Despite swinging to a profit, Amazon’s e-commerce sales remain flat
Amazon reported a profit in its first quarter earnings, driven by a robust increase in its services revenue. But Amazon’s core e-commerce growth remained flat, indicating that the Seattle-based juggernaut still faces significant challenges from inflation and tempered consumer spending.
Amazon’s revenue in the first quarter was $127.4 billion, a 9% year-over-year increase. The company swung to a profit of $3.1 billion compared to a loss of $3.8 billion during the same period last year. Services revenue, which includes the company’s advertising business and its cloud business called Amazon Web Services, cumulatively rose 17.3% to $70.3 billion from roughly $60 billion in the same period a year ago.
Amazon’s e-commerce sales remained flat as online store revenue stood at $51 billion at the three month period ending March 31. But Amazon’s revenue from its FBA business jumped 18% in the first quarter to $29.8 billion from $25.3 billion in the first quarter of 2022. But the fulfillment revenue was 18% lower on a sequential basis from $36.3 billion clocked at the end of the fourth quarter of 2022.
Thursday’s results tee up a difficult year for Amazon, despite the increased revenue growth. The e-commerce giant faces challenges like a weak consumer sentiment, slower e-commerce shipments and broader macroeconomic volatility as it focuses on efficiency efforts to drive profitability. The company took a positive outlook in discussing Thursday’s results, focusing on how certain divisions like advertising, are becoming more efficient while still growing. “There’s a lot to like about how our teams are delivering for customers, particularly amidst an uncertain economy,” said Amazon CEO Andy Jassy in a press statement.
Joe Feldman, senior managing director at Telsey Advisory Group, told Modern Retail that the tech giant was expected to see “some upside on profitability, just given the efforts that they’ve made.”
Amazon has had a series of mixed earnings reports over the past year, as it has struggled to adjust to the new macroeconomic environment and rising inflation. The company’s growth slowed down pretty dramatically around the second quarter of last year.
In turn, Amazon has been trying to right size its business. It has been cutting labor force costs, laying off 18,000 employees it laid off in November 2022. Then, it followed that up with another mass layoffs announcement in January 2023. These layoffs impacted AWS, advertising, human resources, video games and Twitch livestreaming units, resulting in 9,000 job losses.
Another big focus for Amazon has been rightsizing its fulfillment network, after adding a significant amount of new warehouses during the pandemic.
“In our stores business we’ve been very focused on reducing our cost to serve our fulfillment network. As we shared in the past, given the unexpected surge in demand during the pandemic, we doubled the size of our fulfillment center footprint and largely built a transportation network the size of UPS,” Jassy said during Thursday’s earnings call.

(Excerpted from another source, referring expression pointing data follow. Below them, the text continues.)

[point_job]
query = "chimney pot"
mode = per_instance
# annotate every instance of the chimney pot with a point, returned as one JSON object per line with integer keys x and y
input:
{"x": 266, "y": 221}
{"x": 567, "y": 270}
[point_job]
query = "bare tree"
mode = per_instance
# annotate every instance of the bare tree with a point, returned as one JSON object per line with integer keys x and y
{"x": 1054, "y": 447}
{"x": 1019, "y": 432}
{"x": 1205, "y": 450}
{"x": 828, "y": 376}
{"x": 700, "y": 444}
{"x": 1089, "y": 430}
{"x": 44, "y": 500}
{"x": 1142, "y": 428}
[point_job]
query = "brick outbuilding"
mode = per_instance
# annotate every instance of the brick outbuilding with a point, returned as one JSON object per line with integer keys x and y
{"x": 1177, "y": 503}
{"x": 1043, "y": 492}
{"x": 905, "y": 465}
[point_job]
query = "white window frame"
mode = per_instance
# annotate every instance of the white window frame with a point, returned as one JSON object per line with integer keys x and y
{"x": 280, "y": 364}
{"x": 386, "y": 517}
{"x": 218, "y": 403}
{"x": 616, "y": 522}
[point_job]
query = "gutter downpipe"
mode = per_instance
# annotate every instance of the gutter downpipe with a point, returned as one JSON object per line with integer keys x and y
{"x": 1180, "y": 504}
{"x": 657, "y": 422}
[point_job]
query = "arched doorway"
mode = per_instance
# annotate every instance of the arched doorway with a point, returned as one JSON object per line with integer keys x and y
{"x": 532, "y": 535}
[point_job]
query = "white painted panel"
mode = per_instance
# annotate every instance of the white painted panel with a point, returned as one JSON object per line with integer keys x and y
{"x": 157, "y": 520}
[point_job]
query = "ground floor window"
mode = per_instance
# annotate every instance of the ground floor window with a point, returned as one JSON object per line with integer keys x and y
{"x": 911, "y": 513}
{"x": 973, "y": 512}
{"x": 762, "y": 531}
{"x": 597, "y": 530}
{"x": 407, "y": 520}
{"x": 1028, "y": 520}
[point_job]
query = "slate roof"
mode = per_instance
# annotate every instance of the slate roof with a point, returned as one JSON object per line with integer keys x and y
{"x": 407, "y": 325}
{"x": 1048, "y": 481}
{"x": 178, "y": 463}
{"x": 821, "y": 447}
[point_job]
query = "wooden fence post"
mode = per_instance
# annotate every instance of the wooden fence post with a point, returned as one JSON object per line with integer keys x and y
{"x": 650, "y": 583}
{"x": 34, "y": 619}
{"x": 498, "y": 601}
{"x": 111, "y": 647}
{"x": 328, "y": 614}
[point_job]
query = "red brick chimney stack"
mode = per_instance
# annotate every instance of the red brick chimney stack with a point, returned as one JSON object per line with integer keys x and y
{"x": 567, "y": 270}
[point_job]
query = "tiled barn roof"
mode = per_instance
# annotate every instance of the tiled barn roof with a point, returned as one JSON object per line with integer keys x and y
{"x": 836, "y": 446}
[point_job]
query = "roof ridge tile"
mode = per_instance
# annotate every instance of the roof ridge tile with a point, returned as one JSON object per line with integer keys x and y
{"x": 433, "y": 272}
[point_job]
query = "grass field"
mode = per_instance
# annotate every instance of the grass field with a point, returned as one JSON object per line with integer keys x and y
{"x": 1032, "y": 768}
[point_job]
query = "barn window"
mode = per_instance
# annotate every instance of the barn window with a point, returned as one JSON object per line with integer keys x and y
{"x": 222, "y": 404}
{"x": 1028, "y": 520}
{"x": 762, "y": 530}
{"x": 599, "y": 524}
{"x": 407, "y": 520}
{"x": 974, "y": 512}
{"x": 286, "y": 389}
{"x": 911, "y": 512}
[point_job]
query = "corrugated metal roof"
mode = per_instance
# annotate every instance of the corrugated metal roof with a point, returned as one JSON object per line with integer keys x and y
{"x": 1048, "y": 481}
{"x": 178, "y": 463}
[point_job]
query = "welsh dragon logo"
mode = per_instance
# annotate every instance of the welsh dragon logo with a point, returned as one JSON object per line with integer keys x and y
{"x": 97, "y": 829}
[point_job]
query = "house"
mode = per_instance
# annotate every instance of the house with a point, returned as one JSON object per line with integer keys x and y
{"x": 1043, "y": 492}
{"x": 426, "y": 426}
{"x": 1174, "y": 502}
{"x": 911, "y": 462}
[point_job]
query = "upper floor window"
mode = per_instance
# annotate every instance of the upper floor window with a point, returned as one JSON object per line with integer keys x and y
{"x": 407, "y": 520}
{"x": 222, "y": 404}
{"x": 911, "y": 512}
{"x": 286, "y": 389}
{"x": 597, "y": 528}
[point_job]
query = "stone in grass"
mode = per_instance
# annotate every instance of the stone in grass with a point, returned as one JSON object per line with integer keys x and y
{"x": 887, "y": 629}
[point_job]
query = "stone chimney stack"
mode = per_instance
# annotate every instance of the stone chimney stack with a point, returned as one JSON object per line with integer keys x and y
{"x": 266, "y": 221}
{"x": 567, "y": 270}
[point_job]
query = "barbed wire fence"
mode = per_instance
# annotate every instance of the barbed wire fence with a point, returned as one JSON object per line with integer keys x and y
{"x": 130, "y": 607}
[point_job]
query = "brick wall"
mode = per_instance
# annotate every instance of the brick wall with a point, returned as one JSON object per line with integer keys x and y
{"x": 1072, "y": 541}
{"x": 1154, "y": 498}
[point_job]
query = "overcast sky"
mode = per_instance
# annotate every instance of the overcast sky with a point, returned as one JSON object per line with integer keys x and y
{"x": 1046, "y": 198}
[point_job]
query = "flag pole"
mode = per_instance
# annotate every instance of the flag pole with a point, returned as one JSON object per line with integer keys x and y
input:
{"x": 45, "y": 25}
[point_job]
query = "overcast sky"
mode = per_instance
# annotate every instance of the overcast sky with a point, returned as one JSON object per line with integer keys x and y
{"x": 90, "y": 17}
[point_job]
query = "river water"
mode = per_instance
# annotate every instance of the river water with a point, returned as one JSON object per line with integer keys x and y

“Amazon has demonstrated that the efforts they’re making to make improvements in their supply chain, to reduce capacity to operate, increase operating efficiencies, increase their ad business and show continued growth in their 3P business,” Feldman said.
One of the biggest drivers of Amazon’s growth continues to be its advertising business, which grew 21% year-over-year increase to $9.5 billion from $7.8 billion. Still, the numbers pale in comparison to the fourth quarter of 2022 when Amazon reported ad revenue of $11.5 billion.
Revenue growth for other key divisions like AWS increased 16% year-over-year to $21.3 billion but remained flat compared to the previous quarter on a sequential basis. “While our AWS business navigates companies spending more cautiously in this macro environment, we continue to prioritize building long-term customer relationships,” noted Jassy.
“The AWS business, based on what we’ve seen coming out of SAP, even Google and Microsoft, their cloud businesses have not been particularly strong, they’ve slowed on that, so that gives you a little caution on Amazon heading into the present,” said Feldman.
Meanwhile, revenue from Amazon’s physical stores including Whole Foods rose 7% year-over-year to $4.8 billion.
Amazon expects revenue to grow between 5% and 10% in the second quarter of 2023. Ultimately, Feldman said, for the second quarter, “we’re hoping to start to see things turn around a little bit and get a little bit better.”